PR versus advertising - the battle rages on
I put together these words for Marketing Magazine - a new take on a perennial debate...
US merchant, religious leader, political figure and "father" of advertising, John Wanamaker, is often quoted as saying "Half the money I spend on advertising is wasted; the trouble is I don't know which half."
I think John would be scratching his head today - as are many communicators - when asked to justify a modern communications mix. In the past, the leap of faith that dictates that noise in the "free" media and buying ads equates to marketing success has kept many a marketeer employed. But the current global unpleasantness has put every dollar, ringgit, or renimbi under scrutiny that we haven't seen since the post dot com crash days.
Today we face CEOs who, over the past few decades, have become accustomed to measuring PR and advertising success in the same way you assess fish at a wet market - by the kilogram (of press clippings and ads). Their complimentary marketing programs floated in harmony, mysteriously above and below a magical line.
These same CEOs are now being also being asked to comprehend Facebook groups and Xiaonei pages, tweets with twitter, discussion forums and BBSs, and being told to blog until they can blog no more.
And when, as is common in these difficult times, they ask what the return on this increasingly complex investment is, all the smoke and mirrors in the world won't protect the un-informed marketing manager.
In an attempt to help our clients answer some of these questions, my company, Text 100, did some digging. Realizing that an unfortunate by-product of tougher economic times is a reduction in marketing spend, we tried to figure out the role that public relations plays in building brand value. How? By assessing the statistical relationship between media prominence (measuring prominence of mentions in unpaid media) and brand value for the 100 companies in Interbrand's 2008 Best Global Brands report.
While I'm not a statistician (and have no desire to throw gasoline on the advertising versus PR fire), the results were interesting on several levels. Overall, we found that how often a company appeared in the press accounted for over a quarter of its brand value. The survey (fact sheet here) determined that the more complex the product, the smaller the role advertising played in its brand value.
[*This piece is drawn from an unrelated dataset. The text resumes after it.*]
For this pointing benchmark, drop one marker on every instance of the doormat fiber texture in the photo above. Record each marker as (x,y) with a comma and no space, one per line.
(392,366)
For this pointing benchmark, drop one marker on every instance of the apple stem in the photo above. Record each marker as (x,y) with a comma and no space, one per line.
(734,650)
Net-net, a sizable amount of brand value, particularly for high involvement industries, is tied into media coverage.
So...PR is good for complex products and makes a difference. But just how good is it? A recent Neilson AIG study concluded that advertising builds confidence in financial brands in crisis. In essence, they determined that those financial institutions that spend more on advertising will maintain more consumer confidence than those that pull back.
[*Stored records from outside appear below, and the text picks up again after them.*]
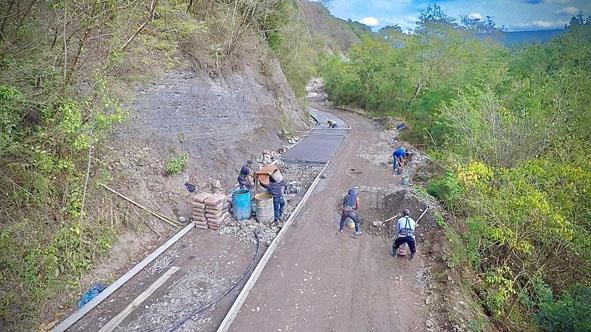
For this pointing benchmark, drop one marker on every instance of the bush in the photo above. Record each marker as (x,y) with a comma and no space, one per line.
(446,189)
(176,165)
(567,313)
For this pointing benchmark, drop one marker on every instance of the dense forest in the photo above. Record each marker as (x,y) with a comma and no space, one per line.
(509,131)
Not rocket science. But check out this data, buried under a sub head in the press release. "When asked what factors would increase confidence in the safety and soundness of their financial institution, respondents cited:
- Seeing regular advertising for that institution (25%)
- Receiving regular mail or e-mail offers from that institution (25%)
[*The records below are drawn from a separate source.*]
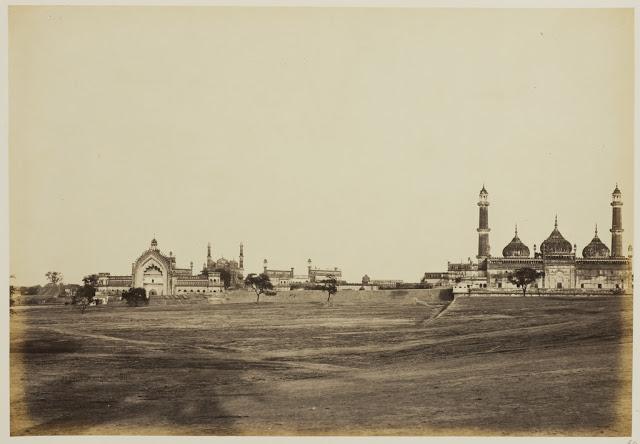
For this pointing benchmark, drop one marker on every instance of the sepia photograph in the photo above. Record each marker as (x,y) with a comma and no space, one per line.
(243,220)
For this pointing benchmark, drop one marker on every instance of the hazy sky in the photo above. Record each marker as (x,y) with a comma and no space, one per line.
(359,138)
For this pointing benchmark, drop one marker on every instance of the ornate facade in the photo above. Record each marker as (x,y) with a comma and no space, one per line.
(158,275)
(558,261)
(282,279)
(231,271)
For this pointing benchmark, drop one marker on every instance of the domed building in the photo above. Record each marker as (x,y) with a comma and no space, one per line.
(158,274)
(556,244)
(515,248)
(232,271)
(596,248)
(598,269)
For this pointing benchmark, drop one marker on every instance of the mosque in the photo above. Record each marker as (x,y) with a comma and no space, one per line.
(158,274)
(598,269)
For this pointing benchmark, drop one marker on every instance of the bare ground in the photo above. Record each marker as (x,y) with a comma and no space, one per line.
(488,366)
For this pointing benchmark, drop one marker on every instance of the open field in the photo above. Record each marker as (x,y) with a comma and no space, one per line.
(484,365)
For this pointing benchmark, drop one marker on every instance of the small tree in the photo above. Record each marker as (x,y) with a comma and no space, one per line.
(330,285)
(54,277)
(135,297)
(523,277)
(259,282)
(12,290)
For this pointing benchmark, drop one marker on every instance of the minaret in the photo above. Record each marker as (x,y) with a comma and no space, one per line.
(616,223)
(483,226)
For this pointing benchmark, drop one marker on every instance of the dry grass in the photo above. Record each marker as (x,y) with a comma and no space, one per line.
(498,366)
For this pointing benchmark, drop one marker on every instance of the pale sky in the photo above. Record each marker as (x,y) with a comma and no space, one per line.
(359,138)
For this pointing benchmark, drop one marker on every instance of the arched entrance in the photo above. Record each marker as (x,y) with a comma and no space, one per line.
(153,280)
- Regularly seeing internet offers/advertising from that institution (21%)
- Reading positive stories in the press about that institution (44%)"
Read that last bullet again. It clearly states that reading positive stories in the press bolsters much more confidence than seeing regular advertising.
Defence exhibit number three, your honour. TNS study on brands in the digital world provided a couple of choice factoids. When asked what types of digital media have you seen being used, respondents cited dedicated websites, sponsored content, banner ads, popup ads and email as their top five. But when it came down to what people actually trusted, only manufacturers' websites appeared in to rate highly.
The ad spend went into channels that weren't trusted. Recommendations from friends and family, independent reviews in publications, expert product reviews from websites, product labels on packaging and consumer reviews from websites were Asia's most trusted channels. So, if you rightly assume that trust is a big part of purchase decisions, then channels that fall under the PR domain are the place to spend your money.
So, is it PR = good, advertising = bad? No, I don't think so. But I think in a time of greater scrutiny, any decision needs to be measured on its ability to create or boost stakeholder confidence. We're talking to the most media savvy generation in history. Advertising will always play a critical role in creating and changing perception. But if you want to create confidence and community, the PR spend seems to fall into the half not wasted.